Elmire — c’était le nom de cette jeune personne — pencha la tête sur sa poitrine et resta longtemps absorbée dans un rêve douloureux.

Les dernières lueurs du jour s’éteignirent peu à peu, les ombres s’étendirent comme des voiles de deuil sur les champs infinis et le sommeil vint fermer les yeux des fugitifs.

Au milieu de la nuit ils furent éveillés par un bruit semblable au grondement du tonnerre. C’était le feu qui dévorait la prairie. Le vent soufflait et les torrents de flamme, roulant comme des vagues en fureur, se précipitaient vers eux. Des tourbillons d’aigrettes ardentes, formées des grappes de foin, s’élançaient de tous côtés, et la raffale les semait pour allumer de nouveaux incendies.

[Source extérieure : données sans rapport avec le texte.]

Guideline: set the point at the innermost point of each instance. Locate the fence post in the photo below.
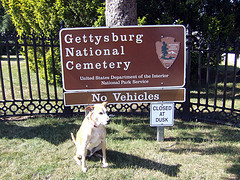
(186, 104)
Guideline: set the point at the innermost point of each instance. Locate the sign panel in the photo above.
(78, 98)
(162, 114)
(132, 57)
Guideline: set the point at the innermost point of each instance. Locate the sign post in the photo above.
(161, 115)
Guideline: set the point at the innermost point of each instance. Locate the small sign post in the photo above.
(161, 114)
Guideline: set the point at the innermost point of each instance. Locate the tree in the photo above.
(121, 12)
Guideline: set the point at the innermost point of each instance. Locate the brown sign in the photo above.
(76, 98)
(134, 57)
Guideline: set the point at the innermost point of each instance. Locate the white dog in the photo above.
(91, 137)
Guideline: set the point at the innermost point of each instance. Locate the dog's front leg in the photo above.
(105, 164)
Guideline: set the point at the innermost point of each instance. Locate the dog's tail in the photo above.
(73, 138)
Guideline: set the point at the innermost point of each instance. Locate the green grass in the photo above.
(42, 148)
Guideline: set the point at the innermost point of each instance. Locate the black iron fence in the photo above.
(30, 75)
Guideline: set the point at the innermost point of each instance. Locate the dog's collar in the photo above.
(91, 121)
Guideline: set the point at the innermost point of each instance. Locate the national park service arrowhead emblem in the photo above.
(167, 50)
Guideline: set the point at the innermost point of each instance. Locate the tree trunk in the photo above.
(121, 12)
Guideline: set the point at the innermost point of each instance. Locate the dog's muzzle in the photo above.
(108, 121)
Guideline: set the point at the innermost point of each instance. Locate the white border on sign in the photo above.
(151, 115)
(127, 89)
(118, 90)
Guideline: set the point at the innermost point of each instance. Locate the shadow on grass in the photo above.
(122, 160)
(56, 133)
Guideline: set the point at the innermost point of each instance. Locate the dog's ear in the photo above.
(89, 108)
(105, 104)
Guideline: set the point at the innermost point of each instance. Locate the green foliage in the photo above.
(45, 17)
(208, 18)
(5, 21)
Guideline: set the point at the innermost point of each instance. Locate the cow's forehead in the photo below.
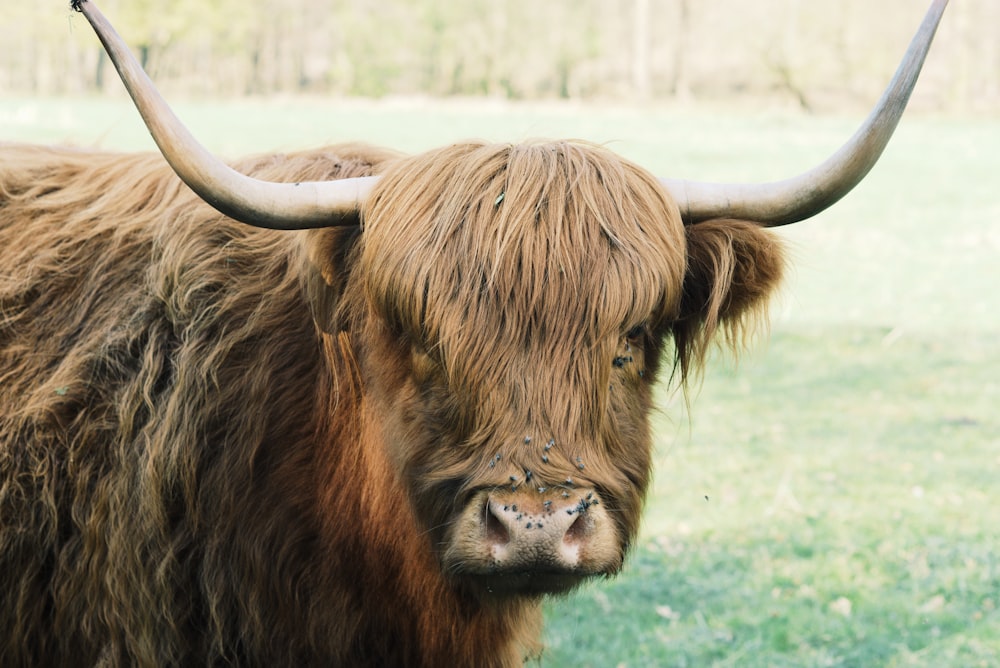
(527, 243)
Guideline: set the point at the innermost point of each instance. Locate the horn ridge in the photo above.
(803, 196)
(283, 206)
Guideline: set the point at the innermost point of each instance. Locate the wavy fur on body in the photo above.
(222, 445)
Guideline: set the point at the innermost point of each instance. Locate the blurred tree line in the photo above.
(814, 53)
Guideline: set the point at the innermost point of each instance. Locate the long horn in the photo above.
(801, 197)
(283, 206)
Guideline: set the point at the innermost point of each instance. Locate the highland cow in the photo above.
(379, 442)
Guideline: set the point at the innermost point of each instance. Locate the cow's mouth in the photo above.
(523, 584)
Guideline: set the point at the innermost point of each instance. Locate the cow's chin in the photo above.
(507, 543)
(521, 585)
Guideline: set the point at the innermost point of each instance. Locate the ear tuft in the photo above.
(733, 268)
(326, 258)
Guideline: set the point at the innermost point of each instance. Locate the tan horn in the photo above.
(801, 197)
(283, 206)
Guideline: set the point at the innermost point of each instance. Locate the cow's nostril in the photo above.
(578, 530)
(496, 531)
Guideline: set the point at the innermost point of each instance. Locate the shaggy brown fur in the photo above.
(221, 445)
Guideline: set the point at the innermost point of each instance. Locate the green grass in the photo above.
(833, 501)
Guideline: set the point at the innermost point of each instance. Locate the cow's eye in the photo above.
(636, 332)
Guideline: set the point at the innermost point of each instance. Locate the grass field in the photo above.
(831, 501)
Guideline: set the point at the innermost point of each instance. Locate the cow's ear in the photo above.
(327, 254)
(733, 267)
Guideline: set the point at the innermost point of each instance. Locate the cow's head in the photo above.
(521, 298)
(512, 306)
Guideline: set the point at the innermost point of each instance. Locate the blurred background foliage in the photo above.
(817, 54)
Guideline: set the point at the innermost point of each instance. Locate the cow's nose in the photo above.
(530, 532)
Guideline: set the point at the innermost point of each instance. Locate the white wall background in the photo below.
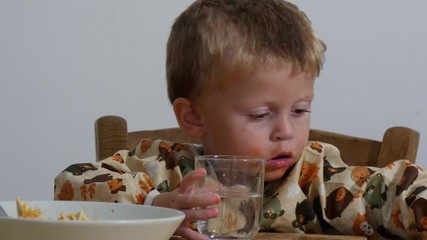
(65, 63)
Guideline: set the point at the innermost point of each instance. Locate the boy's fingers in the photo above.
(200, 214)
(187, 183)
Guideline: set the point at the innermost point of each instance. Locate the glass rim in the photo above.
(229, 157)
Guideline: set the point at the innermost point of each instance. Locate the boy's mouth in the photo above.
(281, 160)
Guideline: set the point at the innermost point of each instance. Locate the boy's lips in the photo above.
(281, 160)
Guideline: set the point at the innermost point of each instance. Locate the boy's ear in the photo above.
(188, 118)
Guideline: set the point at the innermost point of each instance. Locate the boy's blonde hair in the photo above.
(213, 39)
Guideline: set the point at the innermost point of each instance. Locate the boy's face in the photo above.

Le torrent poussait plus vite ses deux extrémités comme pour former un cercle implacable autour des malheureux. La clameur, sourde d’abord, devenait éclatante, le sol tremblait, l’air était brûlant et des panaches de fumée noire montaient vers le ciel.

L’indien et sa compagne, pris de terreur, se mirent à fuir devant le fléau.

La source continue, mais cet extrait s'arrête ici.